T.K.: « Non direi che si tratti di un laboratorio, questo perché nessuno aveva previsto che l'Europa orientale diventasse un terreno di coltura per le forze di estrema destra e populiste. Sono molti gli Stati dell'Europa orientale e centro-orientale dove è già stata raggiunta un'egemonia di destra: Russia, Ucraina, Ungheria e anche, in misura minore, Polonia. L'erosione degli standard democratici in Ucraina durante la guerra, così come il regime apertamente autoritario in Russia, oscurano il semplice fatto che dei processi autoritari simili sono in corso anche in Ungheria e in Polonia, per quanto non ancora in modo così drammatico. Prima dello scoppio della guerra, a Bruxelles ci sono stati importanti scontri con Varsavia e Budapest, riguardo l'erosione degli standard democratici in quei Paesi. Tutta l'intera regione ha un bagaglio storico di regimi autoritari, e questo vale anche per l'epoca della dominazione sovietica e del socialismo di Stato sovietico. Non c'è mai stato un movimento di modernizzazione culturale simile alle rivolte del 1968, come in Europa occidentale. E dopo il crollo del sistema sovietico negli anni Novanta, ci sono state profonde onde d'urto economiche e sociali. In Russia, ad esempio, esiste un profondo legame ideologico tra democrazia liberale e declino economico, che deriva da questo periodo di collasso della società russa. »

M.B.: « Per finire, vorrei affrontare un tema poco studiato in America Latina e, forse, in tutto l'Occidente, vale a dire la geopolitica dello "spazio post-sovietico". Da questa regione non mancano le notizie sull'aggravarsi della crisi e sulle proteste violente, oltre a quelle sui conflitti militari più o meno "congelati". Quali sono i principali punti di tensione in questa regione nel "grande gioco" tra Est e Ovest? »

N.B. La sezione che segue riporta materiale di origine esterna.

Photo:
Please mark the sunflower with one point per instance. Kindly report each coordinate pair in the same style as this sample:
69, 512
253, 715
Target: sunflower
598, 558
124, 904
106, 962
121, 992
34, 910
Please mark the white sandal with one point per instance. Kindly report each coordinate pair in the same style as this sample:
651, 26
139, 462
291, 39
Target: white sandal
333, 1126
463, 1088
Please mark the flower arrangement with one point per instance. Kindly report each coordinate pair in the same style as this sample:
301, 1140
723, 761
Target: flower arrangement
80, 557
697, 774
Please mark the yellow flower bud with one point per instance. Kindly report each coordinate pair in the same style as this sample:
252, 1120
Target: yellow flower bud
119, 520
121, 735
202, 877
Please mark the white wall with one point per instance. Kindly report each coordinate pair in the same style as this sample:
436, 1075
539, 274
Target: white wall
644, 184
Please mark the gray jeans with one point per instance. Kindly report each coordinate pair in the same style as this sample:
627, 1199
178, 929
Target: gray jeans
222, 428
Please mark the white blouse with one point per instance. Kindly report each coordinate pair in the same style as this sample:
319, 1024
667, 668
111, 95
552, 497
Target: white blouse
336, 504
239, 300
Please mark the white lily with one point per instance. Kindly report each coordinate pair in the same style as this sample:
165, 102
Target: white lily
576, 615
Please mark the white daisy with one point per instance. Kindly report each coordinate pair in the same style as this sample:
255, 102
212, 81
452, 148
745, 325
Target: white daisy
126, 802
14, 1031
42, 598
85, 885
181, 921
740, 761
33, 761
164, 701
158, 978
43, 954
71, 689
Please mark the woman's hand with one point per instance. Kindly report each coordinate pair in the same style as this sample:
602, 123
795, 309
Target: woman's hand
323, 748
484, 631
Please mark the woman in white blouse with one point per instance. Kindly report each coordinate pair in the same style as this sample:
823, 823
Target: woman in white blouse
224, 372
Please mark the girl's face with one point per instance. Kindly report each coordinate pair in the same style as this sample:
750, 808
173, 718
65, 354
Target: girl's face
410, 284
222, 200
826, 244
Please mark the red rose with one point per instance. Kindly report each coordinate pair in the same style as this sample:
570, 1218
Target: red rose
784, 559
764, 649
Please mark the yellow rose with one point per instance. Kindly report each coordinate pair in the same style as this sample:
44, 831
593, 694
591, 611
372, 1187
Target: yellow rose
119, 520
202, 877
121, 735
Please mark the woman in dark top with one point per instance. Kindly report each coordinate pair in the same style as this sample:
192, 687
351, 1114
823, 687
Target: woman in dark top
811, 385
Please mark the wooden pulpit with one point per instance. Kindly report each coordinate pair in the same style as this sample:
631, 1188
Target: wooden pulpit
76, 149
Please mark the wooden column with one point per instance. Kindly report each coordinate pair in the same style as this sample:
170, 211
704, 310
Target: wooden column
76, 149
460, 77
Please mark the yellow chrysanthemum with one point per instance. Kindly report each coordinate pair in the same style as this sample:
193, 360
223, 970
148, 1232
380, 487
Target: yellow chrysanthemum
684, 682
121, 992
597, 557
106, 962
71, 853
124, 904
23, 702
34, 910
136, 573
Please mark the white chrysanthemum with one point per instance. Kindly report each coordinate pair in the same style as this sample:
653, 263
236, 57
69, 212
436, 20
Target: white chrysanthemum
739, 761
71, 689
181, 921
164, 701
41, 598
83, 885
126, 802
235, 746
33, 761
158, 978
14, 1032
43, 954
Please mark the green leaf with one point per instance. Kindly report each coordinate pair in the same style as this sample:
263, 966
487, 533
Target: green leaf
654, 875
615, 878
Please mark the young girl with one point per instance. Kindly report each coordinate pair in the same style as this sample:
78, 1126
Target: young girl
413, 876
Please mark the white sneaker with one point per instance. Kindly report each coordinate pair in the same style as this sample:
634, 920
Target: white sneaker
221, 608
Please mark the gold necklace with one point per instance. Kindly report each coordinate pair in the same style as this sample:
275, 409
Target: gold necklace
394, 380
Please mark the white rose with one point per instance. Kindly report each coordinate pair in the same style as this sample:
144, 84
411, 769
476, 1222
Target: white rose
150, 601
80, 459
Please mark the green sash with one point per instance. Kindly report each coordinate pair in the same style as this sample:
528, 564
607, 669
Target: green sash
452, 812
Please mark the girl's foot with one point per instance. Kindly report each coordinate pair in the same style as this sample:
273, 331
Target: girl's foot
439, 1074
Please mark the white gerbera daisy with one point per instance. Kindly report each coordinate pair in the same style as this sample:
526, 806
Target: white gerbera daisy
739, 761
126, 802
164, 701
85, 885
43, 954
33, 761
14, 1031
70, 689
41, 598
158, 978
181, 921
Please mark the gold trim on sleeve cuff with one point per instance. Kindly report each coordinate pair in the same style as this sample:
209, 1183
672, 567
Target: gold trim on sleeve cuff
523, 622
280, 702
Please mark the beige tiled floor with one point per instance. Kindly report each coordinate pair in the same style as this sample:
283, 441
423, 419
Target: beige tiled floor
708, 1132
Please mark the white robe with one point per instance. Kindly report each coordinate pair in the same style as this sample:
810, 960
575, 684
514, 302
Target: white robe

T.K.: « Questa regione, abbastanza complessa, potrebbe essere il tema di un'altra conversazione. In generale, lo spazio post-sovietico è caratterizzato dall'assenza di una modernizzazione capitalistica. Nessuna delle economie è stata in grado di sviluppare delle industrie che si rivelassero competitive sul mercato mondiale (l'industria militare russa è, o era, un'eccezione). A quella regione non rimaneva da fare altro che vendere le proprie risorse naturali, oppure cadere nella povertà e nella migrazione (come in alcuni Stati dell'Asia centrale o in Armenia). La strategia imperialista della Russia si basa sul controllo del petrolio, del gas e delle risorse naturali, in quanto risultato dei falliti tentativi di modernizzazione. La povertà, e i regimi oligarchici che ne derivano, nella maggior parte delle società post-sovietiche, dove la ricchezza è distribuita in modo piuttosto diseguale, hanno provocato un diffuso malcontento - e queste società si aprirebbero all'intervento straniero, se esse non fossero più o meno autoritarie, o addirittura apertamente dittatoriali. Ci sono state grandi rivolte in Bielorussia e Kazakistan, poco prima che il Cremlino decidesse di invadere l'Ucraina. E ci sono, ovviamente, tutti quei conflitti militari rimasti congelati dopo il crollo dell'Unione Sovietica. E alcuni di essi potrebbero ancora trasformarsi rapidamente in un conflitto assai più caldo; ad esempio il conflitto tra Armenia e Azerbaigian per il Nagorno-Karabakh nel 2020. Qualcosa di simile sta accadendo in Moldavia, dove la regione separatista della Transnistria è controllata dai separatisti russi; si trova al confine sud-occidentale dell'Ucraina, e uno degli obiettivi di guerra del Cremlino sembra indicare un collegamento tra questa regione e Odessa. Nel Caucaso, la regione separatista filorussa dell'Ossezia del Sud, la quale fa parte della Georgia, sta cercando di unirsi alla Federazione Russa. Nel 2008, la Georgia ha già tentato, e ha fallito, di conquistare la regione nel corso di una breve guerra estiva contro la Russia. E non dobbiamo dimenticarci di [Ramzan] Kadyrov, in Cecenia, che invia molti battaglioni armati nella guerra in Ucraina. L'elevato numero di vittime potrebbe anche portare alla riattivazione di movimenti separatisti, e persino a delle nuove insurrezioni da parte delle forze islamiste. »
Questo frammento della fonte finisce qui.